Whitman, en cuanto llegue al periódico dentro de diez minutos, se propone ir
directamente a la “morgue” del diario, la habitación donde están ordenados todos los recortes de periódico y
los “avances” de las necrologías, para examinar en qué estado se encuentran
obituarios, preparados de antemano, del reverendo Graham y del ex
vicepresidente Wallace (Wallace murió unos meses después). Whitman sabe que en
la “morgue” del Times hay dos mil
notas previas necrológicas, pero muchas
de ellas, como las de J. Edgar Hoover, Charles
Lindbergh y Walter Winchell, se han escrito hace mucho tiempo y
necesitan ser puestas al día.
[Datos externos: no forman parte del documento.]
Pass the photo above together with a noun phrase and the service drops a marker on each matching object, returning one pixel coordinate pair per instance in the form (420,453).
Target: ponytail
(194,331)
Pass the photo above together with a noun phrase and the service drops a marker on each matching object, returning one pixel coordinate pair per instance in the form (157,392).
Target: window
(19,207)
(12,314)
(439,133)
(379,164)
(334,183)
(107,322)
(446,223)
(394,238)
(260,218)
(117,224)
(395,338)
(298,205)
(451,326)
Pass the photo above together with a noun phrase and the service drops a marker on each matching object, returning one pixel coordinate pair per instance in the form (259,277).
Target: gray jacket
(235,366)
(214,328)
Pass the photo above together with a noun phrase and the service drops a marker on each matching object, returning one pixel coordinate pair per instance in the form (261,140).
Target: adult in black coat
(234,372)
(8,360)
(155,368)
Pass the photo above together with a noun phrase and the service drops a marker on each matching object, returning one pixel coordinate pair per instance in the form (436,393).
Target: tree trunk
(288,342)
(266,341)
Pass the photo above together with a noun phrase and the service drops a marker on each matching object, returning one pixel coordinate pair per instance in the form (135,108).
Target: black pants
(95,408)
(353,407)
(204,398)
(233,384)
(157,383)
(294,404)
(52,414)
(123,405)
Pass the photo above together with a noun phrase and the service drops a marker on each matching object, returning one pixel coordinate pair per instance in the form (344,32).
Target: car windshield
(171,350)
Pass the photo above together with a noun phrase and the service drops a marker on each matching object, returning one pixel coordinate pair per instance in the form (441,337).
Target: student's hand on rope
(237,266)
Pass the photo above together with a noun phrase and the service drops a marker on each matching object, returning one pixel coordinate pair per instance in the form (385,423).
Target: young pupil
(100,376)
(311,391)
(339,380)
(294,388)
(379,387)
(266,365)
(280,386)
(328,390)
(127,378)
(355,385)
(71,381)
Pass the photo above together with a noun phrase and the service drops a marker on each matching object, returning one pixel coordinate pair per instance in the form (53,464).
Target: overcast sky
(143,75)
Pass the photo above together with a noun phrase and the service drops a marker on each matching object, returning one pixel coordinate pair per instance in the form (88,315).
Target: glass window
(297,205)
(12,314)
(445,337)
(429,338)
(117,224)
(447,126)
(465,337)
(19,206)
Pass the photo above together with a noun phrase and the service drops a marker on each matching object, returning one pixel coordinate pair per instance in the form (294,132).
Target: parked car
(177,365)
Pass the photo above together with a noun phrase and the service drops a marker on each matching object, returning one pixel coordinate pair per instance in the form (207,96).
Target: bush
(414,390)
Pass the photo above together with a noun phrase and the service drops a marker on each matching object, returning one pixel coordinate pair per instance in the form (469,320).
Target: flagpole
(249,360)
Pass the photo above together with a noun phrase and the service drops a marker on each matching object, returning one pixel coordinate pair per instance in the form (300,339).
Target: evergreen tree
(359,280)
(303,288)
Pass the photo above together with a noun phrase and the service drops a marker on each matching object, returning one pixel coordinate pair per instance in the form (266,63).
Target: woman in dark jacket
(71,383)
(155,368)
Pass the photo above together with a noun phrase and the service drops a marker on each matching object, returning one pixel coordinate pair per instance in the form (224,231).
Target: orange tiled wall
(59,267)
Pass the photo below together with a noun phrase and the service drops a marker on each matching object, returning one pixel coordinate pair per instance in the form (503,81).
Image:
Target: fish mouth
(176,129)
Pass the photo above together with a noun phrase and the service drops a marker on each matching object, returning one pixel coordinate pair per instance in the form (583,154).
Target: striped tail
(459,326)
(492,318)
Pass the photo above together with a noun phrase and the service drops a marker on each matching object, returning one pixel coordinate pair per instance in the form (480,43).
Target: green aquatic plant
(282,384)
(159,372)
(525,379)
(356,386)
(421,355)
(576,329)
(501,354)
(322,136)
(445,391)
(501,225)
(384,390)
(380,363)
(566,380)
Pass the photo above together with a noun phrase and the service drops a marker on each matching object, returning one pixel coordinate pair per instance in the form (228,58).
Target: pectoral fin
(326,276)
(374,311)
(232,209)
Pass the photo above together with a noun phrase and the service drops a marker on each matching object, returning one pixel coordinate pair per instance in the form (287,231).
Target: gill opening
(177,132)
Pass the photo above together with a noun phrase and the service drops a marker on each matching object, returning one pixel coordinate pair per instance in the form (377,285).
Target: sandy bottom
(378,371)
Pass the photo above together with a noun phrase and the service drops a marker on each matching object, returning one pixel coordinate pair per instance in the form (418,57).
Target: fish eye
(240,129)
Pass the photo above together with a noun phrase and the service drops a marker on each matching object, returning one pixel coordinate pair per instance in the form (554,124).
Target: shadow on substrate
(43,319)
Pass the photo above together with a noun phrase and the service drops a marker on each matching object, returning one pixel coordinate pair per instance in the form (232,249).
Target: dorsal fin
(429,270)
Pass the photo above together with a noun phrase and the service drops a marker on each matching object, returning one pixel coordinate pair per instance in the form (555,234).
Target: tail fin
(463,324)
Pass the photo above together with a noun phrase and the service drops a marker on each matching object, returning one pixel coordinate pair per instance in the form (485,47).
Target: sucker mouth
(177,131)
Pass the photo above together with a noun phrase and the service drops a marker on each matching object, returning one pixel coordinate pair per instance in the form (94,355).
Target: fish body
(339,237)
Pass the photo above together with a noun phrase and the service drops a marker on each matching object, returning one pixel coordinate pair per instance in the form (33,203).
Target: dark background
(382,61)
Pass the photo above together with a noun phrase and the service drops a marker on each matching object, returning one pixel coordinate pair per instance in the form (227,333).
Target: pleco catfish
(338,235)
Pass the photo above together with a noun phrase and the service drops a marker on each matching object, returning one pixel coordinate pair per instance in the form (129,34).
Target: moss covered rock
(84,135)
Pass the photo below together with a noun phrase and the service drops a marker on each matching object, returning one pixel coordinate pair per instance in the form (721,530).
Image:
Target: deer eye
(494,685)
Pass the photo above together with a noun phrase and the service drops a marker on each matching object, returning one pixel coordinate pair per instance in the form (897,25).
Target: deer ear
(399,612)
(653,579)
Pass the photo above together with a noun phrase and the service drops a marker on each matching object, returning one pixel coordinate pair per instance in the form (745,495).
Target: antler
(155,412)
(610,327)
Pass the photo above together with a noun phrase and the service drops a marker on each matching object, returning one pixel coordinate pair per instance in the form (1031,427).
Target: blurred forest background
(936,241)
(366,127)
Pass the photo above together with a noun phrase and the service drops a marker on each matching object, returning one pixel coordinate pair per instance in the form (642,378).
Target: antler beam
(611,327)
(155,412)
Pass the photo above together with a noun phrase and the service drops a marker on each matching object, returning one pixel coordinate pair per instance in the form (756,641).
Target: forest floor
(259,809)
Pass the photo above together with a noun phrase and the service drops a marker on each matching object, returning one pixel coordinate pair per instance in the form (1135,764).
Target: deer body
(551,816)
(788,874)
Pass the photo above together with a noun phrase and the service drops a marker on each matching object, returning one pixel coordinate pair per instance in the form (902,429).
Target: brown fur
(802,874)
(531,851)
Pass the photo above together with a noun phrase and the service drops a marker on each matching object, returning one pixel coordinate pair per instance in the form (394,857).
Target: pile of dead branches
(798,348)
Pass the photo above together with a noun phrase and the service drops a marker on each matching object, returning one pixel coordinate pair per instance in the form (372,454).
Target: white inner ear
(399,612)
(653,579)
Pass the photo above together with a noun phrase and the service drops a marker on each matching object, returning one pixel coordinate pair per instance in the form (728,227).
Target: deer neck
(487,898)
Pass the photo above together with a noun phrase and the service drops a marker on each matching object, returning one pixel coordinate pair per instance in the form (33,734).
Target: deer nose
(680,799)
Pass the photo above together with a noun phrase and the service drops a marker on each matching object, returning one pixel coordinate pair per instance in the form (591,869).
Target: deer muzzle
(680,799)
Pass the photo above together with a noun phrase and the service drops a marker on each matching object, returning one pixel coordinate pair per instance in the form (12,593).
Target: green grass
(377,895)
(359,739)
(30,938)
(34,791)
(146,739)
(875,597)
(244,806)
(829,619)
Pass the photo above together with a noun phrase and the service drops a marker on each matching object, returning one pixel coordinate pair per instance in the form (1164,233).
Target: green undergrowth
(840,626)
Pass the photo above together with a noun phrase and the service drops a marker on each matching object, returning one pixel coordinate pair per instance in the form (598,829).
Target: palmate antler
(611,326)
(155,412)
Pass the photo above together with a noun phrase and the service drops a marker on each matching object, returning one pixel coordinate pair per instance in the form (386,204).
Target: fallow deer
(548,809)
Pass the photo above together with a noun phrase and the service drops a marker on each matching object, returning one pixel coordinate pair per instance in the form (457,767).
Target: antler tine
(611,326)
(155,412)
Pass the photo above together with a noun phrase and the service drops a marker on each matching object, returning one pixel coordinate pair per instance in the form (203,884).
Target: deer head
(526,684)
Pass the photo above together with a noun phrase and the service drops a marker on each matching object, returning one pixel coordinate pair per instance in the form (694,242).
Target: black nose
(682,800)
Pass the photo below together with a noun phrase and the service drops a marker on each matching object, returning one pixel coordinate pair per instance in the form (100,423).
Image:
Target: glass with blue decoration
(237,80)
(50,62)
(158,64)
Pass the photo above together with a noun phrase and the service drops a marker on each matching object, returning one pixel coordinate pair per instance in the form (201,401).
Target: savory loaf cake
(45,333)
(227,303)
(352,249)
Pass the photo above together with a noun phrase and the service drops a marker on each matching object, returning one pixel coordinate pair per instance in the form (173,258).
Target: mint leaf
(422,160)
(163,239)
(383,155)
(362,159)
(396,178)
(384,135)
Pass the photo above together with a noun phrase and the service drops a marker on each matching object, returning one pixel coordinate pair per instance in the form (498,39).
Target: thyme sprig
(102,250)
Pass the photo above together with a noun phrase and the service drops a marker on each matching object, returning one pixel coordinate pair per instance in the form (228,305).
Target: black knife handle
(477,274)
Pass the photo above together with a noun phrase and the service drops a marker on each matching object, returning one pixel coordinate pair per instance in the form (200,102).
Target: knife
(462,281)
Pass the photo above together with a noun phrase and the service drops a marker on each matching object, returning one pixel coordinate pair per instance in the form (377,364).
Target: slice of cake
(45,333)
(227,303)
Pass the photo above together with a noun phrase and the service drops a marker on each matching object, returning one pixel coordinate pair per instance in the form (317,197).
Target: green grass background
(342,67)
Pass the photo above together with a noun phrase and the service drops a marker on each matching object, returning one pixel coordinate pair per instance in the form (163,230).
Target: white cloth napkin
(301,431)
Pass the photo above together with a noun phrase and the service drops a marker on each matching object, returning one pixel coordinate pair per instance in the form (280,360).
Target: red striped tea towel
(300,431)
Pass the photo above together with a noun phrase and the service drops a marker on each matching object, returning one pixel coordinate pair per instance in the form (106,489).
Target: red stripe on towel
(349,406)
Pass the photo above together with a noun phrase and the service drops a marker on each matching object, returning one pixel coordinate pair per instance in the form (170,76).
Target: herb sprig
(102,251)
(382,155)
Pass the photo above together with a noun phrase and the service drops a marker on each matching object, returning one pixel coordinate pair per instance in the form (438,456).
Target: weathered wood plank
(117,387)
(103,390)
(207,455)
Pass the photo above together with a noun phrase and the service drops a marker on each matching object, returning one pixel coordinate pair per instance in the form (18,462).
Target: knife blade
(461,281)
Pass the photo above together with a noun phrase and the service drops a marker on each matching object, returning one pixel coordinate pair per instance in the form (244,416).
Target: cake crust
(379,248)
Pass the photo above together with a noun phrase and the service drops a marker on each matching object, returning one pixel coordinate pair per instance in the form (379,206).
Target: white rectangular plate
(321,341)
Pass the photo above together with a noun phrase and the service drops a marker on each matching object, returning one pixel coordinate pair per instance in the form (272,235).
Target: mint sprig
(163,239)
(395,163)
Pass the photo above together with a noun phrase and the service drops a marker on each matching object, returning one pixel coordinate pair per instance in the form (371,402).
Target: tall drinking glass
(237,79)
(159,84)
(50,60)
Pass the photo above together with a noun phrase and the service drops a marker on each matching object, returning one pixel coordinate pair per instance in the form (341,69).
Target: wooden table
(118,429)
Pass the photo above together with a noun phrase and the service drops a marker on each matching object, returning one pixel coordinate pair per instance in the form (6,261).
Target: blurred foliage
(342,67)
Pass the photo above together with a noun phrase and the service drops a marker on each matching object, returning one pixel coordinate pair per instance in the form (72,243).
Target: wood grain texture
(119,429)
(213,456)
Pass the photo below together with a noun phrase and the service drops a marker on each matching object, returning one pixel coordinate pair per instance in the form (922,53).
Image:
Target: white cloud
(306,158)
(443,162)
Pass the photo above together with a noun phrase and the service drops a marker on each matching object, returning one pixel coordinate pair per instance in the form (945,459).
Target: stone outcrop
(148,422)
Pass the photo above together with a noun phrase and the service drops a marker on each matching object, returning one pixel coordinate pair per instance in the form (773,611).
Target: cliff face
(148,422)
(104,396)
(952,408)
Recientemente, cuando el presidente Johnson
estuvo recluido en una clínica para una operación de la vesícula biliar, su
necrología fue puesta al día; también lo
fue la del Papa Pablo VI antes de su viaje a Nueva York; al igual que la de
Joseph P. Kennedy.
No se
trata de un oficio fácil dado que se presentan problemas de consideración. “Para
un redactor de necrologías no hay cosa peor
que el que se le muera una figura de renombre mundial antes de que la necrología haya sido remozada.” Otra dificultad reside
en la delgada línea que separa a los vivos de los muertos ya que un “estigma
común que padecen los redactores de necrologías” se presenta cuando “después de
leer o haber escrito un anticipo necrológico, acaban por pensar que la
susodicha persona ya ha fallecido”. Por otro lado –y lo que es común a todos
los escritores- quieren ver su obra publicada tal como lo admite Whitman quien “después
de haber escrito unas bellas páginas necrológicas (…) no hace más que pensar en
el momento en que esa persona caiga muerta para poder ver impresa su obra
maestra”. El interés por ver publicado su trabajo no sólo tiene que ver con
veleidades personales sino con cuestiones materiales.
La
tradicional ansiedad del necrologista por ver sus artículos impresos no se
basa exclusivamente en orgullo de autor
–según un veterano del oficio-, sino que
es también una reminiscencia de los días
en que los directores de periódicos no pagaban a los redactores de necrologías,
que a menudo trabajaban como colaboradores libres, hasta que el sujeto del
escrito hubiera muerto, o, como se decía a veces, “hubiera fenecido”, “dejado este
mundo terrenal” o “partido hacia su último juicio”.
Así
pues, es práctica común en los medios este trabajo preventivo que permita reaccionar
con prontitud en el momento preciso.
La United
Press lnternational, que tiene una docena de ficheros de cuatro cajones de
“historias preparadas” -incluida una de
John F. Kennedy hijo, de cinco años de edad, y de los hijos de la reina Isabel-, no tiene un especialista
exclusivamente dedicado a los muertos, sino que va distribuyendo el cadáver de
turno. Algunos de los mejores acaban en las manos de un veterano reportero
llamado Doc Quigg, del cual se ha dicho con orgullo que “los pule y los hace
cantar”.
Un
secreto a voces es el que tiene que ver con la afición al juego de muchos
integrantes del gremio de la prensa que les impide dejar pasar esta
oportunidad.
A veces,
mientras esperaban, los de la redacción organizaban una quiniela macabra en la
cual todos jugaban 5 o 10 dólares, eligiendo de entre los nombres el que
pensaban moriría primero. Karl Schriftgiesser, el enterrador del Times hace veinticinco años, recuerda
que en aquel tiempo algunos vencedores de la quiniela conseguían hasta 300
dólares.
Alden
Whitman no participa en ello pero “tiene en su mesa una especie de lista de
vivos a los que les concede prioridad.
Esos individuos están incluidos porque piensa que sus días están contados, o
porque considera que ya han cumplido con su misión y no ve razón para retrasar
la inevitable tarea de escribir (…)”
Seguiremos
con el tema.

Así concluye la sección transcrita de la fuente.